= Yarımburgaz, Küçükçekmece =

Neighborhood in Küçükçekmece district, Istanbul, Turkey

Yarımburgaz is a neighborhood in the Küçükçekmece District on the European side of Istanbul, Turkey. Its population is 8,759 (2024).

== Location ==
The neighborhood is bordered on the north by the Trans-European Motorway, with the Başakşehir District lying on the other side of the highway; on the east by the Küçükçekmece neighborhoods of Atakent and İstasyon; on the south by Lake Küçükçekmece; and on the west by Lake Küçükçekmece and the Avcılar District.

==Name==
Yarımburgaz means literally "half tower" (Turkish: yarım + burgaz).

==Notable features==
Because of changes to administrative boundaries in 2008, the archeologically important Yarımburgaz Cave is no longer in Yarımburgaz, but in Altınşehir, Başakşehir.
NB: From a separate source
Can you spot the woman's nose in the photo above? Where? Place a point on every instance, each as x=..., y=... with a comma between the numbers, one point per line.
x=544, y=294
The Istanbul campus of the Nuclear Energy Research Institute (formerly the Çekmece Nuclear Research and Education Center) is located in Yarımburgaz. Some of its structures are registered historical monuments.

Structures dating from the late Roman-early Byzantine period have been found in excavations on the western bank of Nakkaşdere near Lake Küçükçekmece. On the grounds of the Nuclear Energy Research Institute, structures contemporaneous with the site across Lake Küçükçekmece called Bathonea have been excavated.